Mr. Sandford stood with the light going out of his eyes, gazing straight before him. “In that case—in that case,” he began, “you should—I must——”

“I say, don’t take it like that, old man. It’s the fortune of war. One up and another down. It can’t be helped, don’t you know. Sandford, I say, why, it’ll come all right again in half-a-dozen years or so. It’ll come all right after a time.”
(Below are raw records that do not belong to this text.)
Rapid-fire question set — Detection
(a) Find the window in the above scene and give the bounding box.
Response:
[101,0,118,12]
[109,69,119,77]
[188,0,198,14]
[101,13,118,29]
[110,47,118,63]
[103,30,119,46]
“What did you say?” said Mr. Sandford, dazed. Then he answered vaguely, “Oh yes; all right—all right.”

“What’s the matter? I’ve been a wretched fool. Sandford, here, I say, have a glass of wine.”

“There’s nothing the matter. It seems to me a little—cold. I know—I know it’s not a cold day; but there’s a chill wind about, penetrating—thanks, Daniells, you’ve cleared up my problem very well. Now, I think—I think I understand.”

“Don’t go now, Sandford; don’t go like this.”

“I want,” he said, smiling again, “to think it over. Much obliged to you, Daniells, for helping me to understand.”

“Sandford, don’t go like this. You make me awfully anxious—I’m sure you’re ill. I can’t let you go out of my place, looking so dreadfully ill, without some one with you.”

“Some one with me! I hope you don’t mean to insult me, Daniells. I am perfectly well—a little startled, but that’s all. I shall go and take a walk, and blow away the cobwebs, and—think it over. That’s the best thing. I’m much obliged to you, Daniells. Good-bye.”

“Have a hansom, at least,” Daniells said.

“No hansom,” Mr. Sandford answered, turning upon the dealer with a curious smile. He even laughed a little—low, but quite distinct. “No, I’ll have no hansom. Good-bye, Daniells, good-bye.”

And in a minute he was gone. The picture dealer went out to the door after him, and followed him with his eyes until his figure was lost in the crowd. Daniells was alarmed. He blamed himself for his frankness. “I never thought he’d have taken it to heart like that,” he said to himself. “Yes, I did; or I might have done—he’s awful proud. But I’m ’asty. I can’t help it; I’m always doing things I’m sorry for. Anyhow, he must have found it out some time, sooner or later,” the dealer said to himself; and this philosophy silenced his fears.